13 En gij zult de Levieten stellen voor het aangezicht van Aaron, en voor het aangezicht van zijn zonen, en gij zult hen bewegen ten beweegoffer den HEERE.
14 En gij zult de Levieten uit het midden van de kinderen Israels uitscheiden, opdat de Levieten Mijn zijn.
15 En daarna zullen de Levieten inkomen, om de tent der samenkomst te bedienen; en gij zult hen reinigen, en zult hen ten beweegoffer bewegen.
16 Want zij zijn gegeven, zij zijn Mij gegeven uit het midden van de kinderen Israels; voor de opening van alle baarmoeder, voor de eerstgeborenen van een ieder uit de kinderen Israels, heb Ik ze Mij genomen.
17 Want alle eerstgeborene onder de kinderen Israels is Mijn, onder de mensen en onder de beesten; ten dage dat Ik alle eerstgeboorte in Egypteland sloeg, heb Ik dezelve Mij geheiligd.
18 En Ik heb de Levieten genomen voor alle eerstgeborenen onder de kinderen Israels.
19 En Ik heb de Levieten aan Aaron en aan zijn zonen tot een gift gegeven, uit het midden van de kinderen Israels, om den dienst van de kinderen Israels in de tent der samenkomst te bedienen, en om voor de kinderen Israels verzoening te doen, dat er geen plage zij onder de kinderen Israels, als de kinderen Israels tot het heiligdom naderen zouden.

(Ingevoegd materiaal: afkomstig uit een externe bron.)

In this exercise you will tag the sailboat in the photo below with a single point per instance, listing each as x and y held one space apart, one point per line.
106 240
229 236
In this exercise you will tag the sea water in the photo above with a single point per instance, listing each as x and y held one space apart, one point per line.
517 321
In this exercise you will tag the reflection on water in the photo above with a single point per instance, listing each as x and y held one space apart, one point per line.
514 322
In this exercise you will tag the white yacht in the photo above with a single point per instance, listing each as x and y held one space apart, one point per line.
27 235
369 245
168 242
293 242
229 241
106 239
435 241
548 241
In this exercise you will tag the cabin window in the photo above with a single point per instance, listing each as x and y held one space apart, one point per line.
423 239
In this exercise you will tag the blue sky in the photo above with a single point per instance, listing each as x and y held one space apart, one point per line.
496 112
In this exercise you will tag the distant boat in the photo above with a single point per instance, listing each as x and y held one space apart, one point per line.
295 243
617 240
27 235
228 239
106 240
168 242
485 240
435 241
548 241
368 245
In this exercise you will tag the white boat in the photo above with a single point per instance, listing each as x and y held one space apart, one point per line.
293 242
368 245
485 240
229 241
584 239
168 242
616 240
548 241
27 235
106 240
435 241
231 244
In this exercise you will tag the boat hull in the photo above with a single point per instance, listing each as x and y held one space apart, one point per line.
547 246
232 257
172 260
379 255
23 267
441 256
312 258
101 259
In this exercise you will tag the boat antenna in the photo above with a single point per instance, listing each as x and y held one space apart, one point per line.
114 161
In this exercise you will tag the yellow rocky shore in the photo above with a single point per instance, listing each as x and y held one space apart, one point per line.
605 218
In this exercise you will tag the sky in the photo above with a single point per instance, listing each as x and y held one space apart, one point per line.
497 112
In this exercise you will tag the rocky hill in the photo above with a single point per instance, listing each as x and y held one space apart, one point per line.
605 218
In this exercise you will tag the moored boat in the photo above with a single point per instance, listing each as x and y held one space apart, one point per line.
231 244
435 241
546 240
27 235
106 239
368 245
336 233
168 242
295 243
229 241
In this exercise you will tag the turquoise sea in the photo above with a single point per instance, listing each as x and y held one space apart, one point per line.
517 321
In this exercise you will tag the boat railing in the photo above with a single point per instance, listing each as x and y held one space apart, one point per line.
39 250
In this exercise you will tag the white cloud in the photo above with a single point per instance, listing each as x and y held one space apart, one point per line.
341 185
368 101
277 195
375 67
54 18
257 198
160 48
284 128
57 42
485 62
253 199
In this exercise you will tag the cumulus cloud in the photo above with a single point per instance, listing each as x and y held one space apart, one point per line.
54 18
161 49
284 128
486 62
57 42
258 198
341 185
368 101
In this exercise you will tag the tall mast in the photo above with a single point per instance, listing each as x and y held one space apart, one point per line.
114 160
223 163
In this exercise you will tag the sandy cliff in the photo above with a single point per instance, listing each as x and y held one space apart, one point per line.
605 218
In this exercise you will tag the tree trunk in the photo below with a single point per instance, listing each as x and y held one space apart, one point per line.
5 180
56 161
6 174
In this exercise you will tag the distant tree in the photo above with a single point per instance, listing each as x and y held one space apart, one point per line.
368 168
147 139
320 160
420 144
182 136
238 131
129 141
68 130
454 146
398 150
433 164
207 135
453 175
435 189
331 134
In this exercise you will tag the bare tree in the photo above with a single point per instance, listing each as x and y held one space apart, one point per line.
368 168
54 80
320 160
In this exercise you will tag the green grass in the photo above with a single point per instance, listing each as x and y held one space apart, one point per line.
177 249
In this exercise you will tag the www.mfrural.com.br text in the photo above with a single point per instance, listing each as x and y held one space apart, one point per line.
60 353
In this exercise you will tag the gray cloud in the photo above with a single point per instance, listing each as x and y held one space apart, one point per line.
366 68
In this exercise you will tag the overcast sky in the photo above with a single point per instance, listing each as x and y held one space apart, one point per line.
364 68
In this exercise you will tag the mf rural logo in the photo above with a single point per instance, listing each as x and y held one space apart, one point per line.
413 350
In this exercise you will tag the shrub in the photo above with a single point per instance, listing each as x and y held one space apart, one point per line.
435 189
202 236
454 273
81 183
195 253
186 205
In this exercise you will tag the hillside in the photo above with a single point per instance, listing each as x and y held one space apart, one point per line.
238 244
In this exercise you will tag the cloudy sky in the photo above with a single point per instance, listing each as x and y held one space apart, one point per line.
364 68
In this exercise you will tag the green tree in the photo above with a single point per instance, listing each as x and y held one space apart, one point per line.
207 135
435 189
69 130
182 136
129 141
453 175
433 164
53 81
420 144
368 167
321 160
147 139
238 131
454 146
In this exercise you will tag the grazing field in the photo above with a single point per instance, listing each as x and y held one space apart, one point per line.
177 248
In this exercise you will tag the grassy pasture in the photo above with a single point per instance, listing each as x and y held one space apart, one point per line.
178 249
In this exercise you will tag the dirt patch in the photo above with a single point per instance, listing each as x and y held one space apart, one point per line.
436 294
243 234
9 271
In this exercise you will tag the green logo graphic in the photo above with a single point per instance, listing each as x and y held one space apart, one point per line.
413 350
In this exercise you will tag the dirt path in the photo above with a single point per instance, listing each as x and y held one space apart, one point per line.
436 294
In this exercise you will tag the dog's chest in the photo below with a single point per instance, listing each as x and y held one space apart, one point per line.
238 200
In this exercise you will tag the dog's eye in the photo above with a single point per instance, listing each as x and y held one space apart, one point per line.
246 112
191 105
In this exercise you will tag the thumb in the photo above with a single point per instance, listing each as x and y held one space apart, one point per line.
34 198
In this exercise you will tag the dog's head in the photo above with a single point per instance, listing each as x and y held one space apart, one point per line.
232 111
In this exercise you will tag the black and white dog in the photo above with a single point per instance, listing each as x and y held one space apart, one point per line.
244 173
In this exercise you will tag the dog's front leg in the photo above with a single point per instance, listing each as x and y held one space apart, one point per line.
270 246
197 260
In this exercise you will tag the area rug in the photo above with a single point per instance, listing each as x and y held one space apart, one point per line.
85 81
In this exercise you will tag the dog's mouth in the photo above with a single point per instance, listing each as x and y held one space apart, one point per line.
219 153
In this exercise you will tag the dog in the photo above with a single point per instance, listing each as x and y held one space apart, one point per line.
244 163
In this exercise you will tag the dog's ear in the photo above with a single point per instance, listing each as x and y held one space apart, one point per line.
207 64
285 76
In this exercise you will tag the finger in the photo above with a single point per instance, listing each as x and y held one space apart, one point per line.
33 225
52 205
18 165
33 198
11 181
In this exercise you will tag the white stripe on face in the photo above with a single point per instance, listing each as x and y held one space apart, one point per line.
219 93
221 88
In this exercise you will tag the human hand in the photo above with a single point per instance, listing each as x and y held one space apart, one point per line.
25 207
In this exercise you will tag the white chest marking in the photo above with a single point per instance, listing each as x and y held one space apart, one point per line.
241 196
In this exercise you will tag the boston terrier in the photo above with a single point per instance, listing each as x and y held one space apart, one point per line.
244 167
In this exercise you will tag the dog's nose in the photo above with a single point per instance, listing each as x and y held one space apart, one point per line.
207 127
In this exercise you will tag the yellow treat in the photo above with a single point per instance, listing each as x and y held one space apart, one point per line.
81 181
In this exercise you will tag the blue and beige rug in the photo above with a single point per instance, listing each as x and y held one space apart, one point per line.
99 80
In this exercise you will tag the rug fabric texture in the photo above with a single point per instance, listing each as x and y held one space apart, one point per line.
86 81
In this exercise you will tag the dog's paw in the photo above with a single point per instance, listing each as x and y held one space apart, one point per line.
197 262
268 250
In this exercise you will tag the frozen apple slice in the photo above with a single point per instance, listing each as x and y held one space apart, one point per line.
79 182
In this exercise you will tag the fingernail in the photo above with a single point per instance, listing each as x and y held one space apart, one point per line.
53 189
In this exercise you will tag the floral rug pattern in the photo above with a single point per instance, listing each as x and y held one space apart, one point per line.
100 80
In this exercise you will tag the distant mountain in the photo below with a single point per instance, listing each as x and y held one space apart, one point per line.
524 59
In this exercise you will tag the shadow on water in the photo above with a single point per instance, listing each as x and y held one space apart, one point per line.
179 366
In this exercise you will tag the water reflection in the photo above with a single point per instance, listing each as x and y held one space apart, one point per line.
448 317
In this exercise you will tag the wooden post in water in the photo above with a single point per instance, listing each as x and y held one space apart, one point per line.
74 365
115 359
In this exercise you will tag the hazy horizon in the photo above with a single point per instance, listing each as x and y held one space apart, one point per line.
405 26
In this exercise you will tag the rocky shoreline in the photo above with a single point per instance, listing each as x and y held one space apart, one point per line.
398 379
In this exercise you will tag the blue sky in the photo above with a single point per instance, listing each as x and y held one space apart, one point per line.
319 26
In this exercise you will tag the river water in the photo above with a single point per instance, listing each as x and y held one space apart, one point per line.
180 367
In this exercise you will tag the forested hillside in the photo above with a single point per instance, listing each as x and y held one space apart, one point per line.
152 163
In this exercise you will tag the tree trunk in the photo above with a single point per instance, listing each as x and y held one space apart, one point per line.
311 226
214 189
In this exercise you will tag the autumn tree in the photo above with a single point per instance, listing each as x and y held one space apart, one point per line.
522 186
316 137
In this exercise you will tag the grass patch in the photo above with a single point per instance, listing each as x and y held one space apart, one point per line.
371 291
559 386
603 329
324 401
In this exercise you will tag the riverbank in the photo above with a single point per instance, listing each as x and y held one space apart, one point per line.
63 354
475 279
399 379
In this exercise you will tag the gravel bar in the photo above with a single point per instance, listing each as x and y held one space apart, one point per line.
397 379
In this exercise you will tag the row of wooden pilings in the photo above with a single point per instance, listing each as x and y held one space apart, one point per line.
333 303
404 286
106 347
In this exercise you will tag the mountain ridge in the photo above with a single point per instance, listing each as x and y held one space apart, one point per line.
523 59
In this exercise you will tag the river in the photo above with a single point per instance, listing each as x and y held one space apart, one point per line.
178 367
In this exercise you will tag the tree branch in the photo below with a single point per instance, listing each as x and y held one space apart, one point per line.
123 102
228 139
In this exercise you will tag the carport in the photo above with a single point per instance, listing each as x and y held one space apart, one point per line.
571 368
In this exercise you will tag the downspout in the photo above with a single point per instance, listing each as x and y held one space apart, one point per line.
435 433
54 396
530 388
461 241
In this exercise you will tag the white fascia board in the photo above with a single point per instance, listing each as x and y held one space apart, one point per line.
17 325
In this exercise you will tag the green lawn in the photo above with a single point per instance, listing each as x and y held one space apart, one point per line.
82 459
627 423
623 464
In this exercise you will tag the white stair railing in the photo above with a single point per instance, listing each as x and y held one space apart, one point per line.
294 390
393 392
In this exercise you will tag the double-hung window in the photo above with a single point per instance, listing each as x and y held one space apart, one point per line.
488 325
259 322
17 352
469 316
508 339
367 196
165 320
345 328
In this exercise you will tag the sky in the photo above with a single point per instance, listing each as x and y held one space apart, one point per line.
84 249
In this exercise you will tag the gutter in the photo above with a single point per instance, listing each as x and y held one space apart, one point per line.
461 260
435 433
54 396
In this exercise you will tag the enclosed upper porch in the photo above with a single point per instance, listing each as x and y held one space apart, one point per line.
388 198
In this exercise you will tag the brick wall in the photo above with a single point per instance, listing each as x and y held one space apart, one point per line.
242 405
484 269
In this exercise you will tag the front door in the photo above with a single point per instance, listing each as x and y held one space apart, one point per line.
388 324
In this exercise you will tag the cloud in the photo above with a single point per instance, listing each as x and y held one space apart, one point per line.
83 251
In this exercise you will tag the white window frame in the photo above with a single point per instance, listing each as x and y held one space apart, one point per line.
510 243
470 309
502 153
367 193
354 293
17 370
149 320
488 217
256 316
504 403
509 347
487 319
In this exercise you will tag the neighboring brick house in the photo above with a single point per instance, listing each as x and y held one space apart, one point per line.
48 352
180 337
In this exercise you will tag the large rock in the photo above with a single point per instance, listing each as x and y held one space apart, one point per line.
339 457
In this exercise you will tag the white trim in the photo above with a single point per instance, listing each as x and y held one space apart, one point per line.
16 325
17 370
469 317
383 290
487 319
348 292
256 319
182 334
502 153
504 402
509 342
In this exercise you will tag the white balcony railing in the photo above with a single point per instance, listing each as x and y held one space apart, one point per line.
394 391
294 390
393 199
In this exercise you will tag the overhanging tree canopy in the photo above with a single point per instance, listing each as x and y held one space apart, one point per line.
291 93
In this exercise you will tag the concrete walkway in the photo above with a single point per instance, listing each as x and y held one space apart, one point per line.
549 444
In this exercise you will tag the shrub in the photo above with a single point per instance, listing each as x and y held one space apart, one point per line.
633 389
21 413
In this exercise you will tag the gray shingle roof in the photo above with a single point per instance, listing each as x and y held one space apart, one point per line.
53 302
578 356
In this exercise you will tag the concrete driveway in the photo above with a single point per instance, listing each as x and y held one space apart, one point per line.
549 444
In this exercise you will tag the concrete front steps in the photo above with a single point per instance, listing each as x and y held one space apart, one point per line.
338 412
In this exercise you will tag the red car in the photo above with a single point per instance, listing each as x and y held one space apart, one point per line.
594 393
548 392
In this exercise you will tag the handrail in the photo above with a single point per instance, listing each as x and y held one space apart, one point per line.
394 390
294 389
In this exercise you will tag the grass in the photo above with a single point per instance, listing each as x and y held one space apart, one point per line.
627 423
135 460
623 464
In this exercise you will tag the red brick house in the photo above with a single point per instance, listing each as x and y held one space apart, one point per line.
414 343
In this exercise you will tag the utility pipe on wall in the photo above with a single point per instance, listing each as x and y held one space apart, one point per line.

20 En Mozes deed, en Aaron, en de ganse vergadering der kinderen Israels, aan de Levieten, naar alles, wat de HEERE Mozes geboden had van de Levieten, zo deden de kinderen Israels aan hen.
21 En de Levieten ontzondigden zich, en wiesen hun klederen, en Aaron bewoog hen ten beweegoffer voor het aangezicht des HEEREN; en Aaron deed verzoening over hen, om hen te reinigen.
22 En daarna kwamen de Levieten, om hun dienst te bedienen in de tent der samenkomst, voor het aangezicht van Aaron, en voor het aangezicht zijner zonen; gelijk als de HEERE Mozes van de Levieten geboden had, alzo deden zij aan hen.
23 En de HEERE sprak tot Mozes, zeggende:
24 Dit is het, wat de Levieten aangaat: van vijf en twintig jaren oud en daarboven, zullen zij inkomen, om den strijd te strijden, in den dienst van de tent der samenkomst.
25 Maar van dat hij vijftig jaren oud is, zal hij van den strijd van dezen dienst afgaan, en hij zal niet meer dienen.
26 Doch hij zal met zijn broederen dienen in de tent der samenkomst, om de wacht waar te nemen; maar den dienst zal hij niet bedienen. Alzo zult gij aan de Levieten doen in hun wachten.